De Jonge ovviamente chiama in causa i massimi sistemi per legittimare la sua proposta: “Crescere in modo sicuro in famiglia è un diritto fondamentale per un bambino”. E nascere non è ancor più importante?

“Si tratta di bambini che sono nati in famiglie dove a tutti noi viene il voltastomaco al solo pensiero che hanno avuto un figlio – ha aggiunto De Jonge senza peli sulla lingua -. La nostra preoccupazione principale è sempre stata per gli interessi dei genitori, ma ora dobbiamo prestare maggiore attenzione agli interessi del bambino”. Poi ha aggiunto: «Non essere nato è una forma di protezione del bambino». Anche le bocche chiuse sono a volte una forma di protezione contro le idiozie da voltastomaco.

Nulla di nuovo. Il regime nazista nel luglio del 1933 promulgò una legge per sterilizzare persone affette da schizofrenia, epilessia, cecità, sordità, corea di Huntington e ritardo mentale, nonché gli alcolisti cronici. E la contraccezione coatta è l’anticamera della sterilizzazione. Tutto questo ovviamente per purificare la specie umana, insomma per il bene dell’umanità (tedesca). Furono istituiti, e forse l’idea può solleticare la fantasia di De Jonge, anche dei Tribunali per la sanità ereditaria, composti da due medici e un giudice.

E così nelle parole di De Jonge, che preferisce un bambino sicuramente felice perché non nato ad uno possibilmente infelice perché nato, riecheggia uno slogan tipico dell’abortismo: non far nascere un bambino che certamente sarà infelice è un atto di compassione. È il nichilismo lieto generatore di una sorta di eugenetica preventiva. Ma a parte il fatto che la vita è sempre in se stessa, al di là delle condizioni seppur sfavorevoli in cui fiorisce e si sviluppa, un bene oggettivo, c’è da porre all’assessore almeno un paio di domande.

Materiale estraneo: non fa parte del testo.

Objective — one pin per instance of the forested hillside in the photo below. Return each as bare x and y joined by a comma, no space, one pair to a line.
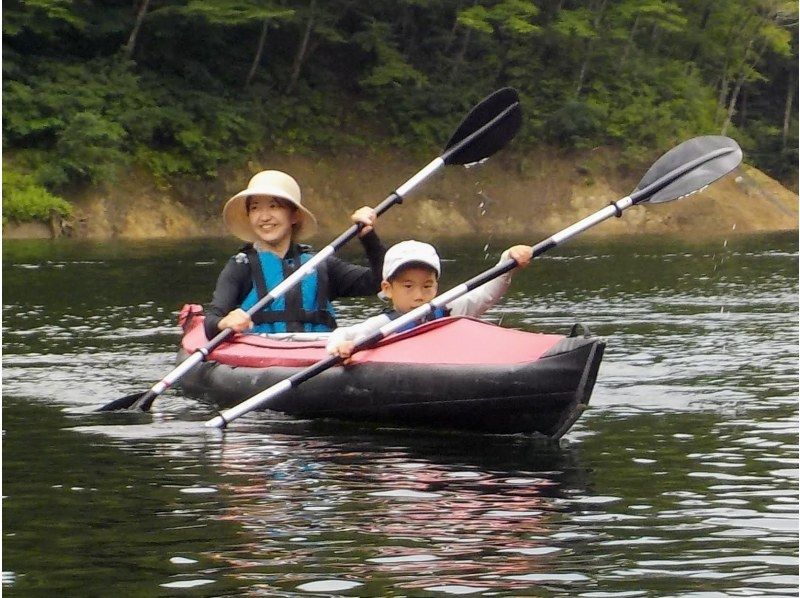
181,89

In questo mondo che non vuole sentire parlare di verità certe, come mai siamo così sicuri che i figli di queste donne saranno senza dubbio infelici? In questo mondo che esalta la libertà personale, perché non facciamo decidere ai figli se ritenersi felici o infelici in famiglia? E poi perché condannare alla sterilità Tizia che è depressa e non Caia, donna in carriera che non stando mai a casa fa soffrire i figli? Oppure anche quest’ultima è a rischio e anche a lei faranno ingoiare pillole anticoncezionali?

Le risposte a queste domande forse si coagulano nel principio dello statalismo. È lo Stato che educa i tuoi figli otto e più ore al giorno, è lo Stato che appoggia l’idea che a volte è cosa buona uccidere i propri figli prima che nascano e a volte, vedi Cina, impone di abortirli, è lo Stato infine che decide chi può diventare genitore e chi no. In sintesi è lo Stato che decide sulla vita e sulla morte dei propri cittadini.